The Office of Congressional Ethics found “substantial reason to believe” (last year) that Rep. David Schwikert used official resources (aka time and congressional staff) for campaign activities, according to a report now released by the House Ethics Committee. OCE referred the case, which also involves concerns that Schweikert accepted campaign gifts from congressional employees, to the House Ethics committee. House Ethics is legally obligated to release OCE reports if the panel hasn’t concluded its review within a year of referral — it hasn’t.
In on-brand-content news, Devin Nunes is suing an ethics watchdog group for filing ethics complaints about Nunes. Meanwhile, Nunes dropped his lawsuit against constituents for calling him a “fake farmer.” Is this a Jack Donaghy joke?

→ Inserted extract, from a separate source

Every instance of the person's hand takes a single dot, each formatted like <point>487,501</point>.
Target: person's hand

House Judiciary is investigating whether Trump promised pardons to employees who are, potentially illegally, advancing border wall construction. Hmm.
Corruption charges against Aaron Schock have been dropped; the former Republican Congressman struck a deal with prosecutors earlier this year. House Ethics’s investigation of Schock per OCE’s referral stopped when Schock resigned.
WHO’S ON THE HILL?
Congress has a diversity problem: Members’ diversity may be on the rise but senior staff are disproportionately white; only 13.7% of top House staff are people of color. A subcommittee of the APSA Task Force Project on Congressional Reform has suggestions of how Congress can get its ranks to reflect the constituency it represents. Highlights include collecting machine readable demographic and pay data, regular outreach to HBCUs, and modernizing job listings.
3 more lawmakers announced plans to retire: California Democrat Susan Davis, longtime Republican Rep. Sensenbrenner, and Rep. Bill Flores (R) have been added to the House press gallery’s “casualty list.” Last election cycle, 26 Republicans and 8 Democrats left Congress.
The Washington Post noted that 22% of Texas Republicans are leaving.
We should see less of each other: Legistorm reports that members of Congress held fewer town halls this year than in prior non-election-year recesses. There were 512 in-person town halls this recess, compared to 727 in 2015.
ON YOUR RADAR
Are Senate rules restraints or tools? James Wallner says “both.”
The first bicameral bipartisan Cyber Day on the Hill brought together tech experts from cyber security firms, major companies like Google and Facebook, as well as public interest groups and the House of Representatives to teach attendees best practices for keeping their office and personal data safe. The one piece of advice that came up in the off-the-record event? We’re not telling.
Get to know one of the First Branch Forecast authors in the Fulcrum.
More than 40 delegates from 16 countries came to DC in July to discuss world-wide threats to democracy like rising authoritarianism, anti-democratic propaganda, and political polarization at the first ever House Democracy Partnership (HDP) Leadership Forum.
Live out your journalist/researcher dreams by helping MuckRock sort through 90 annual FOIA reports.
Lawmakers are back, here are this week’s hearings to watch out for:
• The Committee on House Administration will have an oversight hearing examining the renovations of the Cannon building at 10 in Longworth 1310. Stream here.
• House Appropriations CJS subcommittee will have an oversight hearing for DOJ’s Community Relations Service at 10 in the Capitol room H-309
• R Street will host an update on the House Modernization Committee on Tuesday.
Down the line:
• Happy (early) birthday to the Constitution! Celebrate with the Library of Congress at their event “The State of the Constitution” on Tuesday September 17 at 5:30 in the Mumford Room of the Library’s Madison Building.
• Monday September 23, the Bipartisan Policy Center in partnership with the National Conference of State Legislatures will host an event looking at what the Fix Congress committee can learn from state legislatures.